Hong Kong: Being a husband as a caregiver
Professor Leung Lai Ching of the City University of Hong Kong," Who Can Depend on Each Other? Rethinking Hong Kong's Care Policy, Male Spouse Caregivers in Hong Kong from a Gender Perspective. For example, many men will deny the identity of their caregivers, some male caregivers adhere to the traditional gender division of labor, male and female, they all feel a lot of psychological pressure. On the other hand, many husbands define caring for their wives as a job that requires physical strength, and men are more competent. While men are full-time caregivers, their thoughts and feelings are more complex than those of women. They actually pay more attention to task arrangement, hope to get knowledge, learn skills to take care of, relatively women pay less attention to the emotions and feelings of the person being taken care of, but in fact, unveil the surface of technology, it is difficult to face the sadness of old age and illness and death. When the caregiver dies, the grief of the male caregiver may last longer than that of the woman.
Open up the inner world of male caregivers and have more care and companionship
In China, in the past two years, according to the analysis of news reports, the number of cases of stress-induced illness among male caregivers has increased significantly. A growing number of community workers are also finding that they should start to be more gender-sensitive to their clients so that they can develop service models that are needed by different genders.
Stills from "Love"
Among the middle- and elderly men who are currently carers, many belong to the group of people who are "bitter and unspeakable" or "unwilling to say" because of traditional upbringing; how to reach out to male caregivers and help them solve their difficulties together, a good way is to let men influence men. Men share, communicate, mentor, trust each other, and build more emotional support and connections.

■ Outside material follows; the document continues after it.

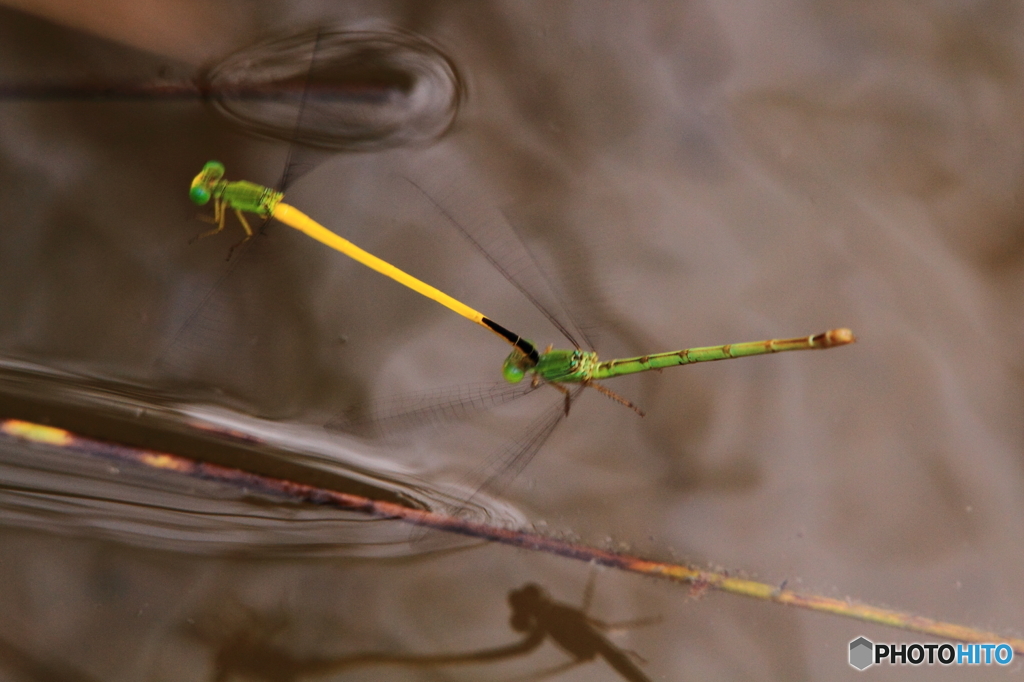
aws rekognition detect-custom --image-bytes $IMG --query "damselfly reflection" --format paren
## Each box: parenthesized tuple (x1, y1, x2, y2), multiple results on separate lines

What men want is actually not complicated, all they need is affirmation, but in the unfamiliar care work, often not affirmation and achievement, but more helplessness, frustration and guilt; or based on the mentality of "family ugliness can not be publicized", making male caregivers more tired. What needs to be done now is to make them willing to go out and participate in or understand the current social resources, and let them know that there are more male compatriots like them. Whether it is grievances or mutual support, the influence of men on men is a way that can be effectively adapted and practiced in the short term.
During the first contact with resources, male caregivers tend to adopt a reserved or rejected attitude towards community service and social support because of their personal perceptions and expressions. For example, in the example of Grandpa Wang at the beginning of this article, even if there is a community service actively involved, the service staff may think that Grandpa Wang's condition is stable and does not need help, and if he is not careful, he may reduce the sensitivity of the service and miss his hidden inner dilemma.

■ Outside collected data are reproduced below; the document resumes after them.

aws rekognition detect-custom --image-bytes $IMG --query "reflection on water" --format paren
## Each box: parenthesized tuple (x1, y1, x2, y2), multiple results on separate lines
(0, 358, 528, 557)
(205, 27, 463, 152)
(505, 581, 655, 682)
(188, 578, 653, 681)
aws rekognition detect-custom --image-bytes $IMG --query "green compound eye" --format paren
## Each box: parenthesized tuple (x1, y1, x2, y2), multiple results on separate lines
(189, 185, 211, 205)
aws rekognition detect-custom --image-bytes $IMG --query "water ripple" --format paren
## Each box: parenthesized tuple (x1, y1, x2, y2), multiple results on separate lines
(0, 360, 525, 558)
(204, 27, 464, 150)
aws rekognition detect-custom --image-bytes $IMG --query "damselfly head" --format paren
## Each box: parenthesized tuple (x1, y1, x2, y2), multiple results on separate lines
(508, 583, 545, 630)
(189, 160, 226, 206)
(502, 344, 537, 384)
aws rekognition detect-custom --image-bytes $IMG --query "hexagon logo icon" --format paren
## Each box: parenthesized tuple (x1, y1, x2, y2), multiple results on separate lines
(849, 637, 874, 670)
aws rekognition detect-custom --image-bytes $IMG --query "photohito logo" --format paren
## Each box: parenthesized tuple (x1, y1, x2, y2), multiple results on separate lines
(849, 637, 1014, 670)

A psychological counselor once shared that men's daily conversation content is 1/3 of women's, to open the male caregiver's inner world, more patience and companionship, listening, so that male caregivers feel supported, it is no longer helpless.
In addition, support programs for male caregivers should be based on practical information, such as how to help current care. When they confirm that they can solve the problem at hand immediately, they will be more focused. Care is not a man or a woman, no one should be a victim, but when the responsibility falls on the shoulders, it is also necessary to seek various channels and resources in a timely manner, no one should be a victim, so is the female caregiver, and the same is true of the male caregiver. As socio-cultural evolution progresses, the gender framework will eventually fade away.